Come andrà, allora, a finire? Male, in ogni caso, molto male. Perché, se i partiti della maggioranza dovessero insistere per il no all’aumento, l’aumento non ci sarebbe, ma ci sarebbero le dimissioni del Ministro Saccomanni e si aprirebbe una crisi di Governo dalle prospettive più nere. Se invece dovesse in qualche modo passare il sì all’aumento, l’aumento ci sarebbe, ma ci sarebbe l’uscita del Pdl dal Governo e si aprirebbe ugualmente una crisi dalle prospettive più nere. A meno di un provvidenziale tocco di bacchetta di qualche però improbabile Mago Merlino. O di un intervento pietoso del buon Padre Pio.
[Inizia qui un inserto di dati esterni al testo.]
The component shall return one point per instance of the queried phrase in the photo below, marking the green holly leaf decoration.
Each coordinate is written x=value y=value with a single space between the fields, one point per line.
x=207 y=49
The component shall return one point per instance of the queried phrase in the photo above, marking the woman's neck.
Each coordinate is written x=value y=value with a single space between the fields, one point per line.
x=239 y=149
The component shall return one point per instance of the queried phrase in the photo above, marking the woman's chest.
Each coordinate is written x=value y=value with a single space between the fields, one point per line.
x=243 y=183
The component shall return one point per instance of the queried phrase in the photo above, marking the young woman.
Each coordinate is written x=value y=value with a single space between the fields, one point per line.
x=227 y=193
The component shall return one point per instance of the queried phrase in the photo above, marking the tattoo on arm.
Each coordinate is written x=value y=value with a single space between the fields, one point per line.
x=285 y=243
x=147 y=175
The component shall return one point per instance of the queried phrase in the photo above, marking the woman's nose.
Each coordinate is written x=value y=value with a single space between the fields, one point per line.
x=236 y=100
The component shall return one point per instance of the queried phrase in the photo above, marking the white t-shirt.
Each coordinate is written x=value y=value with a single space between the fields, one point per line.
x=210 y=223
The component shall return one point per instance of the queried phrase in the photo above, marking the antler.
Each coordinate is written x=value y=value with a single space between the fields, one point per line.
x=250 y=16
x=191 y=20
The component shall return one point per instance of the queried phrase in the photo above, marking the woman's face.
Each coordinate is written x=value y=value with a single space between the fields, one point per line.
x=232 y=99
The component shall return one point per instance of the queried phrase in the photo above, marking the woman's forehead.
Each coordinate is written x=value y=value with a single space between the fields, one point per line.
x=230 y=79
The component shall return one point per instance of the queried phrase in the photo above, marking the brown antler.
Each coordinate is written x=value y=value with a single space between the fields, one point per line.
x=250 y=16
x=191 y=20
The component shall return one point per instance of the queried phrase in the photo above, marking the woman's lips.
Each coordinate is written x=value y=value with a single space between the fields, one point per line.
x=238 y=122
Questa drammatica partita a scacchi
“Guglielmo Epifani di qua e Silvio Berlusconi di là – stanno dimostrando, sempre più chiaramente, parole e fatti – sono lì che aspettano, però, che sia l’altro a fare “scacco matto”, quanto prima, al Governo Letta”.
Un fatto molto triste e preoccupante, questo, perché è la testimonianza che i due maggiori partiti italiani tradizionali, con l’intenzione di distrarre gli italiani dai propri enormi seppure diversi problemi, non mostrano di preoccuparsi delle conseguenze, economiche e politiche, che quello “scacco matto” provocherebbe al Paese. Il “premier” Enrico Letta sta muovendo, certo, i suoi “alfieri” in difesa. E il Capo dello Stato sta cercando di riportare tutti alla ragione e al senso di responsabilità dall’alto della sua autorevole “torre” del Quirinale. E’ una delle partite a scacchi più drammatiche dal dopoguerra. La speranza è che i “cavalli” crisaioli finiscano per essere “mangiati”.